The startup container runs in the background (in a more general way):

$docker run-d-it image_name

Ps: the image_name here contains tag:hello.demo.kdemo:v1.0

Docker start container ID or container name-"this startup is not interactive

Docker run-d-p 80 12345 weba:v0.1 (container name)-"the background thread starts to map port 80 of the host to port 12345 in the mirror.

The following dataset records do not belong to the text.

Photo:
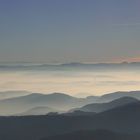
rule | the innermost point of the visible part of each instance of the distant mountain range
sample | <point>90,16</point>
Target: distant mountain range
<point>100,107</point>
<point>12,94</point>
<point>123,120</point>
<point>30,66</point>
<point>42,104</point>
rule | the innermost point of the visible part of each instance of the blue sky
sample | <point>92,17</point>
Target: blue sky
<point>69,30</point>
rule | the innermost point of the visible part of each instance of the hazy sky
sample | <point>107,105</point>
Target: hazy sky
<point>69,30</point>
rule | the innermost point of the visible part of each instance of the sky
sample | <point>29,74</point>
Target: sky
<point>61,31</point>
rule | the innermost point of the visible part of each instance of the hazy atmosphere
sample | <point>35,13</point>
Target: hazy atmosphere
<point>61,31</point>
<point>69,69</point>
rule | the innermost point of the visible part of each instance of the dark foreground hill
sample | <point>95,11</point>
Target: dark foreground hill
<point>124,119</point>
<point>94,135</point>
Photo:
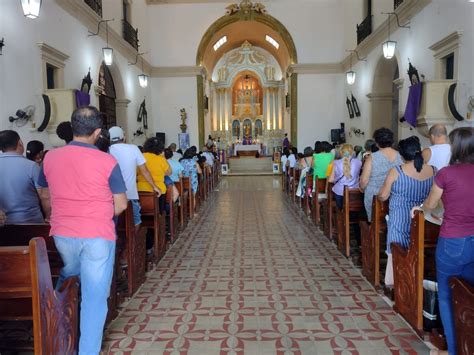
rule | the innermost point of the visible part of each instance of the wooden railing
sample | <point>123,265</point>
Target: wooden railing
<point>130,34</point>
<point>364,29</point>
<point>397,3</point>
<point>95,5</point>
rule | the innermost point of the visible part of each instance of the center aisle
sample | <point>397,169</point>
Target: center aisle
<point>250,275</point>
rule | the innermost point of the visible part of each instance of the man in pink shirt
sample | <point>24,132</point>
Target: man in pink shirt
<point>86,189</point>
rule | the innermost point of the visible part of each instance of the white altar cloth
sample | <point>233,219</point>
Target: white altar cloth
<point>246,148</point>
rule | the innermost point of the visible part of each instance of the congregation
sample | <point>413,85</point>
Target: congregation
<point>435,181</point>
<point>82,188</point>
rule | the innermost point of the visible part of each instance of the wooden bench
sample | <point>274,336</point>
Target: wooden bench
<point>27,293</point>
<point>463,309</point>
<point>373,239</point>
<point>135,246</point>
<point>411,266</point>
<point>153,218</point>
<point>353,212</point>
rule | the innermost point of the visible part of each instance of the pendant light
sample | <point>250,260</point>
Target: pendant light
<point>107,51</point>
<point>388,47</point>
<point>350,75</point>
<point>31,8</point>
<point>143,78</point>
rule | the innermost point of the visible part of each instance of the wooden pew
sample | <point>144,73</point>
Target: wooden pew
<point>152,218</point>
<point>308,196</point>
<point>27,292</point>
<point>21,234</point>
<point>463,309</point>
<point>172,215</point>
<point>183,209</point>
<point>353,203</point>
<point>319,198</point>
<point>135,245</point>
<point>373,239</point>
<point>410,267</point>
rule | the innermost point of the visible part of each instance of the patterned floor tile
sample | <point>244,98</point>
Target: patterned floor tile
<point>251,275</point>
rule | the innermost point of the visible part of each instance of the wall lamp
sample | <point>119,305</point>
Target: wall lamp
<point>31,8</point>
<point>142,78</point>
<point>107,52</point>
<point>388,47</point>
<point>350,75</point>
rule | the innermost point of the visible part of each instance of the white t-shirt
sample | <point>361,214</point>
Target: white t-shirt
<point>129,158</point>
<point>292,160</point>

Docker run-d-p 80weba:v0.1 12345-name web weba:v0.1 (container name)- is to change the container name from weba:v0.1 to container

Docker attach container name or container ID  general production environment does not use this command, access to some web services will always be stuck unresponsive, guess is listening blocking access

Docker exec-it container ID / bin/bash can be changed to: docker exec-it container ID sh if / bin/bash is not found

Attach to a running container

Docker attach

Go inside the running container and run bash (better than attach)

Docker exec-t-I

Welcome to subscribe "Shulou Technology Information " to get latest news, interesting things and hot topics in the IT industry, and controls the hottest and latest Internet news, technology news and IT industry trends.

*The comments in the above article only represent the author's personal views and do not represent the views and positions of this website. If you have more insights, please feel free to contribute and share.